Newsletter Thursday, November 14

America might be facing an electric-vehicle fatigue that the auto industry can’t afford to have.

One study published in June by McKinsey found that almost half of EV owners in the US said they’re likely to turn back to a gas-powered vehicle, citing reasons from range anxiety over an unreliable charging network to the high cost of ownership.

Other problems cited in the study include an inability to charge the vehicle at home and the impacts on long-distance driving.

It’s been a rocky transition in the US from internal combustion engine vehicles to EVs. Sales have slowed, though demand hasn’t dissipated.

One potential solution is fast gaining traction in China, where EVs dominate. However, it does require gas.

What are EREVs?

An extended-range electric vehicle (EREV) is solely propelled by a battery, but the battery itself can be charged by a generator that requires gasoline.

With the generator, the range of EREVs can double that of their pure EV counterparts, even for large vehicles.

Last year Stellantis NV announced the Ramcharger, an EREV truck that promises a 690-mile driving range — more than twice that of the Tesla Cybertruck.

Of course, that gas-reliant generator proposes some environmental trade-offs compared to a pure EV. EREVs still emit pollutants, but one 2020 study published in the Public Library of Science found that the overall environmental impact is lower than hybrid vehicles — which are propelled by an internal combustion engine and an electric motor — and gas-powered vehicles.

The study also noted that EREVs consume about 15% less mineral resources than hybrid electric vehicles and about 35% less fossil energy than gas-powered vehicles.

According to a recent Bloomberg report, the design of EREVs means a smaller battery pack than traditional EVs, reducing the overall costs by about $4,000. However, the battery pack is larger than hybrids, making EREVs more expensive than typical HEVs.

EREVs rise in China

EREVs have yet to catch on in the US, but they’re fast gaining traction in China, where EV makers are seeing record sales numbers.

According to The Detroit News, citing the China Automobile Dealers Association, the country saw 116,00 wholesale shipments of EREVs in 2024, a 113% increase from last year.

A report from Bloomberg New Energy Finance showed that EREV sales more than doubled since last year and now make up 30% of China’s plug-in hybrid sales.

American automakers appear to be taking note.

Following a visit to China, Ford CEO Jim Farley raved about the potential for EREVs as an “in-between” solution for customers at the Bernstein Annual Strategic Decisions Conference in May.

With EREVs, “you get an EV and you have 700 miles a range.
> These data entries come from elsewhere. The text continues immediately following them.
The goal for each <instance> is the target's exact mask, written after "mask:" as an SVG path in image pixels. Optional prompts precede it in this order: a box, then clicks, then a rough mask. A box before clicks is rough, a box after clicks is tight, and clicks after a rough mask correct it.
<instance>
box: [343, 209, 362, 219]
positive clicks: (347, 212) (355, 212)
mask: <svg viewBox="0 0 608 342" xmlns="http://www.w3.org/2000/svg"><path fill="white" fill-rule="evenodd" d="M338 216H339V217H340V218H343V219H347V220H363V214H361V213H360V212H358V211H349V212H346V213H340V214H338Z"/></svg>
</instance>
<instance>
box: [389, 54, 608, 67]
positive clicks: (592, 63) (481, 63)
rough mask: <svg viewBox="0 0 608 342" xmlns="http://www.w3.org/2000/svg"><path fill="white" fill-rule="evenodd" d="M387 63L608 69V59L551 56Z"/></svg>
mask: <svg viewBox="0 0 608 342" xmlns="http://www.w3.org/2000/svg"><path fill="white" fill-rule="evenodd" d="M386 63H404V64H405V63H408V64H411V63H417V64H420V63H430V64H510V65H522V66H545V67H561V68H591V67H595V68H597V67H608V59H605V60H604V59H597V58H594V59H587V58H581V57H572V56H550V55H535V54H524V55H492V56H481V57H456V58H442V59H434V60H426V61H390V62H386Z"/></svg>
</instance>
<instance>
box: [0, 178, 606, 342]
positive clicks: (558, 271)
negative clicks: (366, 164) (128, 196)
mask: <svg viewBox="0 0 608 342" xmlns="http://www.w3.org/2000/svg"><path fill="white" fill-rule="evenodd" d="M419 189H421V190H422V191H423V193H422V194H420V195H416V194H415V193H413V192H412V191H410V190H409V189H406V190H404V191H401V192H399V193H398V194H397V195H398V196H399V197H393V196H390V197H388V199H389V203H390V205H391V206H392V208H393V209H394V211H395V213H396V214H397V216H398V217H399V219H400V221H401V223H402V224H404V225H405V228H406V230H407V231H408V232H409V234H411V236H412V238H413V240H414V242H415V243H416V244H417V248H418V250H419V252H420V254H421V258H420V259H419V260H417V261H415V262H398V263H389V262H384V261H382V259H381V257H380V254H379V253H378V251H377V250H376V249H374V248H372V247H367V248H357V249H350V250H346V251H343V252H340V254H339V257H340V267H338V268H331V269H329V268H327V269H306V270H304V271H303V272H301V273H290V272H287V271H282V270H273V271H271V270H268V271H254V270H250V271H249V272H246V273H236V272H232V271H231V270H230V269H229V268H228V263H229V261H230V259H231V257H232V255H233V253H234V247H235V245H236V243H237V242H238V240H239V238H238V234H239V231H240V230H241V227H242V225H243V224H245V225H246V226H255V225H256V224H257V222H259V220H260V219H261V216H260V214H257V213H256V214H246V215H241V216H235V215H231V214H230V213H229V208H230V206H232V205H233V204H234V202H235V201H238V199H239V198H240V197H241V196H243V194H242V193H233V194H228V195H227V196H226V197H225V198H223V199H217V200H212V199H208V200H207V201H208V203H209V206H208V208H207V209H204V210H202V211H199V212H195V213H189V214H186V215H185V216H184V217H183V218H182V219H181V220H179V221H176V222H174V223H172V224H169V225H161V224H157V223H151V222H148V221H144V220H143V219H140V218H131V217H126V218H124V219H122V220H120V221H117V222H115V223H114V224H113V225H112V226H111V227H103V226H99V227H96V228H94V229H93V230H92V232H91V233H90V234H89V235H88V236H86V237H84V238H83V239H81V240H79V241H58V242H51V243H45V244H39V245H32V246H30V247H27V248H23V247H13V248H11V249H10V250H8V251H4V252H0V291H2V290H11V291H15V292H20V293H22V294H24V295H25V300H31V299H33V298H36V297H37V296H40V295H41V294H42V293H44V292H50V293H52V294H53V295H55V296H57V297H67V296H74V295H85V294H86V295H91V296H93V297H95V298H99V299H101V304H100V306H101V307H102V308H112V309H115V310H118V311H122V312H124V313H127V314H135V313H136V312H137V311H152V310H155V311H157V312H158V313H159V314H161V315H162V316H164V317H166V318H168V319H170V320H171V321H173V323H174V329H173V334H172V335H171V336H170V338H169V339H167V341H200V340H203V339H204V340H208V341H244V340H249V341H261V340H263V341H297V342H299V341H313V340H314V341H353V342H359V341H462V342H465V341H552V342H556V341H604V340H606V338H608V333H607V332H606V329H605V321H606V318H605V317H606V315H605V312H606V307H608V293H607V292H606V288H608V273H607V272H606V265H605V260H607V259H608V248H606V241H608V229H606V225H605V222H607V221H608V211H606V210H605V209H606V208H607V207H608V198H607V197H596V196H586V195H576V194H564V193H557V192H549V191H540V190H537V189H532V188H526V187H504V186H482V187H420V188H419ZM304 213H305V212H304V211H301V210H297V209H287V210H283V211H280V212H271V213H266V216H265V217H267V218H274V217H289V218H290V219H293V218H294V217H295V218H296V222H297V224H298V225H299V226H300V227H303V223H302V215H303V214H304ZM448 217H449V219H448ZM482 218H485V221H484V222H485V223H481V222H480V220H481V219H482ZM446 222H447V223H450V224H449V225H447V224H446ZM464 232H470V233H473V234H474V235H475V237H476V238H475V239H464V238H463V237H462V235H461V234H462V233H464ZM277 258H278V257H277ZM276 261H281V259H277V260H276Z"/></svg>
You’d have no range anxiety for a long term, you don’t have to rely on any chargers, and those vehicles have half the batteries,” he said.

However, adoption of EREVs in the US could still face barriers from regulators, manufacturers, and environmentalists.

As the Bloomberg report noted, EREVs may not be classified as pure EVs, which means they could be exempt from the $7,500 tax credit.

A GM spokesperson also told the outlet that EREVs are “complicated and costly” to build.

And because they rely on gas, EREVs could be placed under the umbrella of hybrid vehicles, which some environmentalists now argue don’t do enough to push the world toward zero-emissions vehicles.

The Ramcharger is set to be the second EREV sold in the US. The Chevrolet Volt, introduced in 2010, was the first EREV but was discontinued in 2019 as it was marred by low sales amid a shift in consumer preference for larger vehicles.